Justiça mantém decisão sobre prisão de Deolane Bezerra

TJ-SP manteve a prisão preventiva de Deolane Bezerra ao negar novo habeas corpus; relatora afirmou que não há fundamentos para prisão domiciliar

18 jul, 2026
Deolane Bezerra | Reprodução/Instagram/@deolane
Deolane Bezerra | Reprodução/Instagram/@deolane

O Tribunal de Justiça de São Paulo (TJ-SP) decidiu, por unanimidade, negar um novo pedido de habeas corpus apresentado pela defesa da influenciadora e advogada Deolane Bezerra. Com isso, foi mantida a prisão preventiva da investigada, conforme decisão divulgada neste sábado (18).

Deolane foi presa durante a Operação Vérnix, que investiga um suposto esquema envolvendo integrantes do Primeiro Comando da Capital (PCC). Ela é investigada por suspeitas de participação em atividades relacionadas à exploração de jogos de azar e à lavagem de dinheiro vinculada ao crime organizado.

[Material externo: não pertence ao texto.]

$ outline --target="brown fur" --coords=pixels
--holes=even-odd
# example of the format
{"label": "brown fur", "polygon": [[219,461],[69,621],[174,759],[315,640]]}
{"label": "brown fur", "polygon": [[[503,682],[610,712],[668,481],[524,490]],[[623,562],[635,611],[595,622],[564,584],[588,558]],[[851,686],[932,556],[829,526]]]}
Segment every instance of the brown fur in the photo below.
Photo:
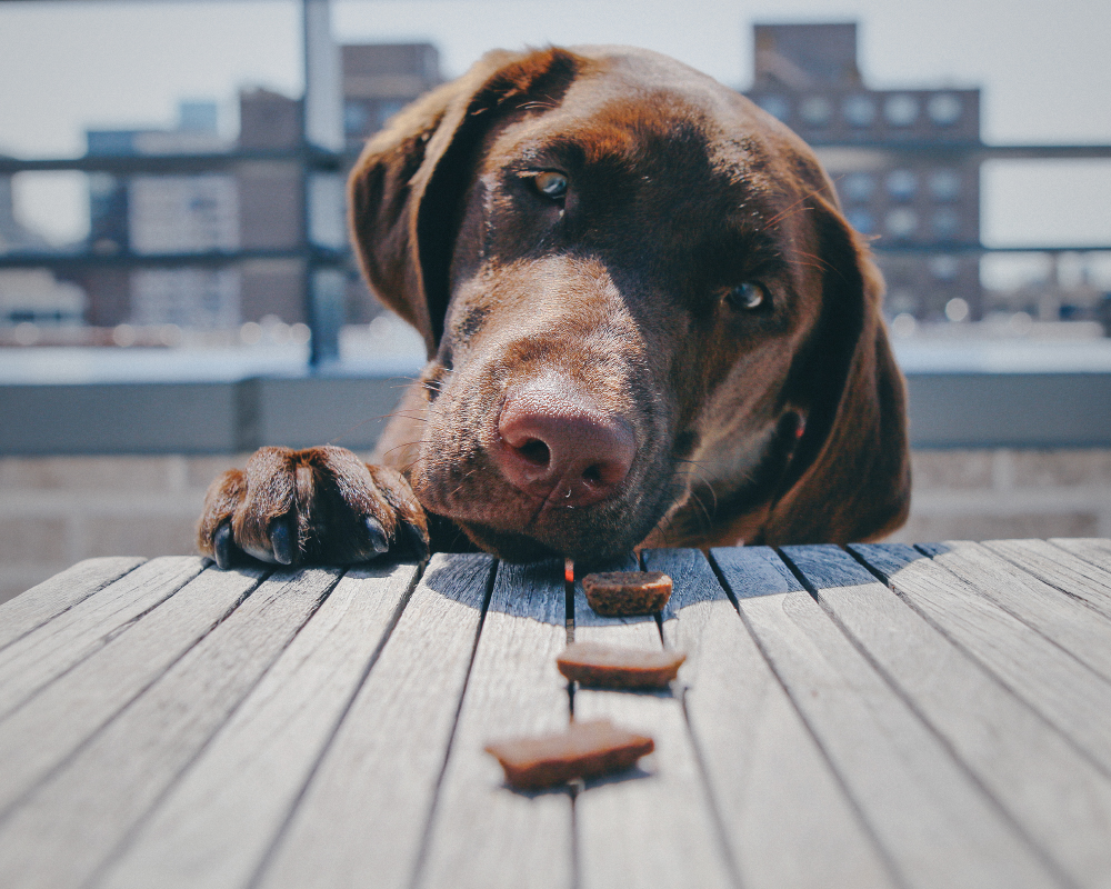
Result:
{"label": "brown fur", "polygon": [[[568,176],[562,203],[537,193],[541,170]],[[368,280],[428,348],[378,459],[403,472],[434,546],[462,531],[507,558],[598,561],[903,521],[905,399],[879,272],[812,152],[735,92],[643,50],[492,53],[371,140],[350,198]],[[763,307],[723,299],[744,282]],[[507,392],[537,384],[631,430],[611,496],[561,508],[499,471]],[[312,453],[282,459],[327,475]],[[202,550],[228,521],[252,548],[276,516],[313,537],[311,497],[247,476],[246,496],[234,475],[214,483]],[[359,483],[349,512],[393,540],[399,503],[422,529],[404,481],[384,510]]]}

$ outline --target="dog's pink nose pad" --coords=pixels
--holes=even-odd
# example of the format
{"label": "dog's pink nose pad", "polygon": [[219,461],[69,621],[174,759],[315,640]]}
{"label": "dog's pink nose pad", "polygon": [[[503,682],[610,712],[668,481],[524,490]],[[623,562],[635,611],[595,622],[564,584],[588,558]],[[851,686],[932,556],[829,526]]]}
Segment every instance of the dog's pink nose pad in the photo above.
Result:
{"label": "dog's pink nose pad", "polygon": [[569,507],[609,497],[637,455],[622,419],[547,389],[507,398],[498,418],[503,447],[496,459],[510,483]]}

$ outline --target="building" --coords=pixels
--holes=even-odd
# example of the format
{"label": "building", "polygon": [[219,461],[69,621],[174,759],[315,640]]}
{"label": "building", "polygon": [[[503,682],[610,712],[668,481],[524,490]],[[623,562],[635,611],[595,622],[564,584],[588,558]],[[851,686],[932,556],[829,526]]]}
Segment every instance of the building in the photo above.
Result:
{"label": "building", "polygon": [[[239,148],[280,151],[301,144],[301,101],[266,89],[239,96]],[[290,250],[301,244],[304,200],[297,162],[246,161],[236,168],[239,242],[244,250]],[[304,267],[300,259],[253,259],[239,266],[240,317],[306,320]]]}
{"label": "building", "polygon": [[343,132],[358,150],[417,97],[443,82],[431,43],[366,43],[340,48]]}
{"label": "building", "polygon": [[[753,41],[749,98],[815,148],[858,231],[907,248],[879,257],[887,312],[979,318],[979,259],[958,248],[980,243],[980,170],[947,147],[980,143],[980,91],[869,88],[855,23],[757,24]],[[900,143],[933,150],[884,150]]]}
{"label": "building", "polygon": [[[344,132],[353,161],[389,117],[442,81],[429,43],[341,47]],[[296,150],[302,142],[301,101],[267,89],[239,97],[243,151]],[[172,130],[90,130],[89,154],[133,156],[228,151],[216,128],[216,106],[182,103]],[[339,184],[328,199],[341,194]],[[304,183],[297,160],[244,160],[233,173],[90,176],[90,238],[96,252],[296,250],[303,242]],[[342,232],[337,233],[340,242]],[[88,321],[112,327],[176,323],[232,328],[277,317],[306,320],[306,274],[299,258],[252,259],[234,268],[90,270]],[[380,310],[360,276],[349,274],[347,320]]]}
{"label": "building", "polygon": [[[213,102],[182,102],[172,130],[90,130],[88,154],[227,151]],[[90,247],[137,256],[239,248],[239,200],[228,173],[89,178]],[[102,327],[177,324],[211,330],[239,323],[239,270],[97,269],[87,273],[89,322]]]}
{"label": "building", "polygon": [[[12,177],[0,176],[0,254],[49,252],[51,244],[16,219]],[[48,269],[0,271],[0,328],[73,327],[83,320],[84,291]]]}

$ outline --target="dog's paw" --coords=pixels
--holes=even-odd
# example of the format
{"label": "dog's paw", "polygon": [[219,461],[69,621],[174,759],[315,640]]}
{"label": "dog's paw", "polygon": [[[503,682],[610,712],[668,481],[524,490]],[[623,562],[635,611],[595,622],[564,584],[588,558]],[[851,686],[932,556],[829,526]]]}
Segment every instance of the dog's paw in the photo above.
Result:
{"label": "dog's paw", "polygon": [[350,565],[389,552],[423,559],[428,523],[409,482],[346,448],[261,448],[209,486],[201,555],[230,568],[247,553],[279,565]]}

Relatora afirma que não há fundamentos para prisão domiciliar

Ao votar pela rejeição do habeas corpus, a desembargadora Renata Cantello, relatora do processo, afirmou que os argumentos apresentados pela defesa, assim como o relatório elaborado pela OAB-SP, apontam apenas questionamentos sobre as condições da unidade prisional e aspectos administrativos do local.

Segundo a magistrada, essas alegações não demonstram qualquer ilegalidade na prisão preventiva nem justificam a substituição da medida por prisão domiciliar.


Deolane Bezerra (Foto: reprodução/Instagram/@deolanepessoal)


Outro destaque

A relatora também destacou que Deolane Bezerra está com sua inscrição na Ordem dos Advogados do Brasil (OAB) suspensa desde a decretação da prisão preventiva. De acordo com a desembargadora, essa condição impede a aplicação das prerrogativas asseguradas aos advogados, como o recolhimento em Sala de Estado-Maior ou a conversão automática da prisão preventiva em domiciliar.

Renata Cantello acrescentou que esse entendimento já foi adotado em decisões anteriores, inclusive em processos nos quais a suspensão do registro profissional ocorreu após a decretação da prisão do advogado.